4. How do visitation orders get changed legally?
If you have a court order that sets out a visitation schedule, it can be modified by a petition to the court. You will need to show sufficient grounds for your request to change the visitation arrangements, and a court will only grant your request if satisfied that there is a good reason. A typical reason is that the custodial parent is refusing to abide by the original visitation order to the detriment of the child. In December 2015, Gossip Girl star Kelly Rutherford lost custody of her two young children after a court determined that she was interfering with their father’s relationship and access.
5. What happens to visitation arrangements if one parent moves out of state?
Despite the challenges of long-distance parenting, it is important that a child maintains a relationship with both parents. Failure to support and facilitate the other parent’s visitation rights will not be viewed kindly by the courts. If one parent leaves the state with the child without the consent of the other parent or court order, the aggrieved parent may take legal action against the offending parent. Generally, the court that will have jurisdiction to hear a case will be the court in the state where the child has lived for the last six months, referred to as the “home state.”
When one parent moves to a distant state, it can make frequent visits with the child almost impossible. A court may determine that it is in the best interests of the child for the non-custodial parent to have substantial visitation during school holidays.
6. What visitation rights do grandparents and stepparents / non-biological parents have?
Every state has implemented guidelines for granting grandparent visitation, as well as visitation to stepparents and other non-biological parents who petition for such access. Depending on the state, there may be some restrictions on visitation where the child’s parents are deceased or divorced. Other states have more relaxed rules, allowing for visitation where the parents are alive or remain married. In making any visitation decision, the court will be concerned with what is in the best interests of the child, although consideration will be also given to what a fit parent says is best for their child.

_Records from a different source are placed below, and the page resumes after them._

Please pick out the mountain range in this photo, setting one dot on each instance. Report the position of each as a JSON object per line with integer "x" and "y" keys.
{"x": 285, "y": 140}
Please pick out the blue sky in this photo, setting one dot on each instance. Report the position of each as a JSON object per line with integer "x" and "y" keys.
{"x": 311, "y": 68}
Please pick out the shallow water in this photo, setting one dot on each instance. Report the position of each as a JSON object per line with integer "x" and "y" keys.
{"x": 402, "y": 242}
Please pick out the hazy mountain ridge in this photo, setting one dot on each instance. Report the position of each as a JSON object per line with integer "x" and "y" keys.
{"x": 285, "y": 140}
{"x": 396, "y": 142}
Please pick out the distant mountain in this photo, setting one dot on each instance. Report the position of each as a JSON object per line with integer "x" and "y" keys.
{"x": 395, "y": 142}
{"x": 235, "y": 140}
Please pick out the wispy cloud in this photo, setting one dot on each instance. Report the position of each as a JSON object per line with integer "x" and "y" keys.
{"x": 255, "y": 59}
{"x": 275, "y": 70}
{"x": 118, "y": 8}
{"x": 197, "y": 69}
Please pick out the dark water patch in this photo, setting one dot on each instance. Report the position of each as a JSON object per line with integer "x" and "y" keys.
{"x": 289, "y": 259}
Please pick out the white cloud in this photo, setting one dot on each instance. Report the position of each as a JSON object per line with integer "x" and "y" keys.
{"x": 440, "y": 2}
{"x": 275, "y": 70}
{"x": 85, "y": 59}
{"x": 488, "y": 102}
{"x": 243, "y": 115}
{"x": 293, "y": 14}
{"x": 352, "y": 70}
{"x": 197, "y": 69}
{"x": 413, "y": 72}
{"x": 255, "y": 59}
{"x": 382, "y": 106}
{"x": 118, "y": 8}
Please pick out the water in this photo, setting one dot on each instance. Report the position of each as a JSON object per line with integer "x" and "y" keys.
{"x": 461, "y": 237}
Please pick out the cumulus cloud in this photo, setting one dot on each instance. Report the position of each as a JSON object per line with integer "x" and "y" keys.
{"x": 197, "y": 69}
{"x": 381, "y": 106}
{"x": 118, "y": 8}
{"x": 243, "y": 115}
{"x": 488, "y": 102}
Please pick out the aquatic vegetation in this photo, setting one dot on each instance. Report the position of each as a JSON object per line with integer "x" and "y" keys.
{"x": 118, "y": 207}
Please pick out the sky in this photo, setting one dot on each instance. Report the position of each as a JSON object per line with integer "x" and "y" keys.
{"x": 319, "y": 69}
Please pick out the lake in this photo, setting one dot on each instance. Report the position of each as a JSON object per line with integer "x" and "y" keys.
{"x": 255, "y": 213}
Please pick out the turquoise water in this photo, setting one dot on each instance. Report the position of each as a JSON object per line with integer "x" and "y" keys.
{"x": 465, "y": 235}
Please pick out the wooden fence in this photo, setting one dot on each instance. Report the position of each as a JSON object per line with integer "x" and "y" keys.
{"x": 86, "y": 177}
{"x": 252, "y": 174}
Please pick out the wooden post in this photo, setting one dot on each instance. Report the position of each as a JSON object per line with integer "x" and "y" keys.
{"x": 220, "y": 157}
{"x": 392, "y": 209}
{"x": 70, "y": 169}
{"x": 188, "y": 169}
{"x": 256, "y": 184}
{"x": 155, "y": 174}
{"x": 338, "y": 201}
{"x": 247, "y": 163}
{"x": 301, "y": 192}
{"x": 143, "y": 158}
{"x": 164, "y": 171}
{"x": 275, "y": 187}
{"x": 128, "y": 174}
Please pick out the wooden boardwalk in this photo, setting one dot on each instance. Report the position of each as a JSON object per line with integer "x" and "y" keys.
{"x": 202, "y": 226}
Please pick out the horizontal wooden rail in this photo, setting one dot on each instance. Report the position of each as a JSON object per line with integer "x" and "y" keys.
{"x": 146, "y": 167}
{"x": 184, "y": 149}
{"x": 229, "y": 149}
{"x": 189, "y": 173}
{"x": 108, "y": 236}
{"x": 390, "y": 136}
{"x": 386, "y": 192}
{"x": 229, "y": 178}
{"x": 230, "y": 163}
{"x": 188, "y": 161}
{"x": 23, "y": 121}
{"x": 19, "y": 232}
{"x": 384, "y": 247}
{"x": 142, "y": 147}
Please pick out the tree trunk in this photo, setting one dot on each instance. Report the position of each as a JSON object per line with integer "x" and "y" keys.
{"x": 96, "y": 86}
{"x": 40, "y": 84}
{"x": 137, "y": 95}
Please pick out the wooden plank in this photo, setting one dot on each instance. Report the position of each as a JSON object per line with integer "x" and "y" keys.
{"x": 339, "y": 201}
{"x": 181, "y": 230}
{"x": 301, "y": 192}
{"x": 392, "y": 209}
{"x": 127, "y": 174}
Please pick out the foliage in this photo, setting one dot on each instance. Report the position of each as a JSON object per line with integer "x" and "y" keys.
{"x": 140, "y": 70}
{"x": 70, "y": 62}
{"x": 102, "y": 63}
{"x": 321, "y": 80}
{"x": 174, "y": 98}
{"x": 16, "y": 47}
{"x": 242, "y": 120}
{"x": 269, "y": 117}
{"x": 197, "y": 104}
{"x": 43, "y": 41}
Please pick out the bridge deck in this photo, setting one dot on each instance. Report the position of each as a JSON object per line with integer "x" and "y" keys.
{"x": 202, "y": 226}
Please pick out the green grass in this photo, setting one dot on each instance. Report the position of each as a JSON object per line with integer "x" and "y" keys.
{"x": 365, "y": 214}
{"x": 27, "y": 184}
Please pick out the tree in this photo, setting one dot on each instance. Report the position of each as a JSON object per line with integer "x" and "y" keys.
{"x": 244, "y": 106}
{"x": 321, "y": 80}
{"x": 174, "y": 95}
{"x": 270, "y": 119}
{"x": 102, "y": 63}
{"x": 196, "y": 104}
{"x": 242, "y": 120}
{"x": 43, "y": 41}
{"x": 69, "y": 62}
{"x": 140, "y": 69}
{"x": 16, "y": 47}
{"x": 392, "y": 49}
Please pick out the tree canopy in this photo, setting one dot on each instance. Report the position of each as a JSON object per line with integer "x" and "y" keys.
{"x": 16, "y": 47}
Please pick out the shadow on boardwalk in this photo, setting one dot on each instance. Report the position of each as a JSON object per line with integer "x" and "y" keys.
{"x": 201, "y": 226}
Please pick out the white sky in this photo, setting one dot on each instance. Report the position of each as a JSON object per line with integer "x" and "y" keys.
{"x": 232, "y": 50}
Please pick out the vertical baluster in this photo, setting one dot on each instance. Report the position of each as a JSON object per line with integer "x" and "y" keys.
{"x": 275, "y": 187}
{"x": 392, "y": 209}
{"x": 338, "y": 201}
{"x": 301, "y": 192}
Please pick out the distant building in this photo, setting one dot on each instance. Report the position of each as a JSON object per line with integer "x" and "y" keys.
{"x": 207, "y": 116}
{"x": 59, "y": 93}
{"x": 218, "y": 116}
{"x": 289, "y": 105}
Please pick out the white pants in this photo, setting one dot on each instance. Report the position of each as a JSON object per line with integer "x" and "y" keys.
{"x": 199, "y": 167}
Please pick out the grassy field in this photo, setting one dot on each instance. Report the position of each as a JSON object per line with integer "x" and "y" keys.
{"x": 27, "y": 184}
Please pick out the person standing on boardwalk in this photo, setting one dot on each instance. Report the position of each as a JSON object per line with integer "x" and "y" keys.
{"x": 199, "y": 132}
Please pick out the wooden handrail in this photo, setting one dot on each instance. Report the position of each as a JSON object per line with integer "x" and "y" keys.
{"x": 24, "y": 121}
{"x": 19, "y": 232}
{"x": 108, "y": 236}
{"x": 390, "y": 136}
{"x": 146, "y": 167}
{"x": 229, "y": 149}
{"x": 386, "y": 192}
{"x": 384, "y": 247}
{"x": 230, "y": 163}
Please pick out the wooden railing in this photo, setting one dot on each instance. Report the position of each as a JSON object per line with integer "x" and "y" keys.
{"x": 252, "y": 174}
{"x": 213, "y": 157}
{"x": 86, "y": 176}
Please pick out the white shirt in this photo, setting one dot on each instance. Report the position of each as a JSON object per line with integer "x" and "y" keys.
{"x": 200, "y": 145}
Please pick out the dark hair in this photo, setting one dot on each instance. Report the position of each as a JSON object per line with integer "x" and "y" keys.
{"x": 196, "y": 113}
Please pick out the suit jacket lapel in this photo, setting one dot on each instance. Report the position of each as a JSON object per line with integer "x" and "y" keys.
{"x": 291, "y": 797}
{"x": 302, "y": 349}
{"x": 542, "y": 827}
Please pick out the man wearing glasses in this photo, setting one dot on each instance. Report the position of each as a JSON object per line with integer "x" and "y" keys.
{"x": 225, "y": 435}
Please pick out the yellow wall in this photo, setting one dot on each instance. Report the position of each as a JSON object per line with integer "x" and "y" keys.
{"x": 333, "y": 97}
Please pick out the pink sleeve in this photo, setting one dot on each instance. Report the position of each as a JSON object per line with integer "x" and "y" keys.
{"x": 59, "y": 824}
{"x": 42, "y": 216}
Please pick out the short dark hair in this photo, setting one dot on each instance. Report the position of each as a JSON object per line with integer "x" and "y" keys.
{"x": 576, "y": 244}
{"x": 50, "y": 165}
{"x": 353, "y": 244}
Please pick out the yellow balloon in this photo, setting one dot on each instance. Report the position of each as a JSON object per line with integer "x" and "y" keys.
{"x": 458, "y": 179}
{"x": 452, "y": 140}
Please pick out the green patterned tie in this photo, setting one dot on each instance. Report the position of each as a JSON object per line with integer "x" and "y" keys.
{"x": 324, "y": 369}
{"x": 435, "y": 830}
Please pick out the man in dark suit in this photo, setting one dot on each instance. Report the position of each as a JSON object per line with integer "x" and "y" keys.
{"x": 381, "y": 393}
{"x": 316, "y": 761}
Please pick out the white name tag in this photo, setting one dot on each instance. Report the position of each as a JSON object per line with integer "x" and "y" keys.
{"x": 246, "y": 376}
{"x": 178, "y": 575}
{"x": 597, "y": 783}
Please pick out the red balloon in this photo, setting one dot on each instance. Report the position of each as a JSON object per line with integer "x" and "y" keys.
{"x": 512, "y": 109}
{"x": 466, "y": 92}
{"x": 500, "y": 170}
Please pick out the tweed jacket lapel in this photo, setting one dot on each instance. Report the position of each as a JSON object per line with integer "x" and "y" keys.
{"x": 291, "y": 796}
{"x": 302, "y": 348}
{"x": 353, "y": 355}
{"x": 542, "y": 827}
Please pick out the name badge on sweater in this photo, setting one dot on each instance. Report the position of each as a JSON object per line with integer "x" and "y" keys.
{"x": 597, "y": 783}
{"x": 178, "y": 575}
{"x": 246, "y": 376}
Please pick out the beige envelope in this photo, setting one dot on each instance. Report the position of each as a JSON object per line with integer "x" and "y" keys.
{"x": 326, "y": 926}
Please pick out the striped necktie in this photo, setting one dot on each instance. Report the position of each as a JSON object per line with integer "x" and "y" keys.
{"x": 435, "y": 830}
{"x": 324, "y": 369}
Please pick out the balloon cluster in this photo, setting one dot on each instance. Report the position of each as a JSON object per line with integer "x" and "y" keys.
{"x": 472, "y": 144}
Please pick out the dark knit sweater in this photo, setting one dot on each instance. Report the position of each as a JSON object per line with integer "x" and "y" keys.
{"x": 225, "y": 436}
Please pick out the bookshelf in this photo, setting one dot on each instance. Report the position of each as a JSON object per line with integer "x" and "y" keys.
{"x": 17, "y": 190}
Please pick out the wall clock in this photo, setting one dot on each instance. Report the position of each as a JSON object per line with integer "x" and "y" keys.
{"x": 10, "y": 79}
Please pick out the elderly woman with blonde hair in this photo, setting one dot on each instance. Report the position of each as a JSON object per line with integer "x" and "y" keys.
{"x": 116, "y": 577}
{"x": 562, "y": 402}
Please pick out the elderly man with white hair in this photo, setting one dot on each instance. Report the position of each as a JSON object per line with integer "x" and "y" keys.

In most cases, stepparents will have a difficult challenge if the biological parent does not believe that visitation rights are in the best interests of the child. Courts typically tend to side with the biological parents; however, the child’s emotional, physical, financial and psychological needs are also taken into account. The stepparent petitioning for visitation rights will have a stronger case in situations where the stepparent:
- Has been in the child’s life since birth or early childhood.
- Has raised the child over many years.
- Was married to the biological parent for many years.
As every case will differ, you should consult a family law attorney in your state with questions about your legal rights and how to petition for child visitation rights.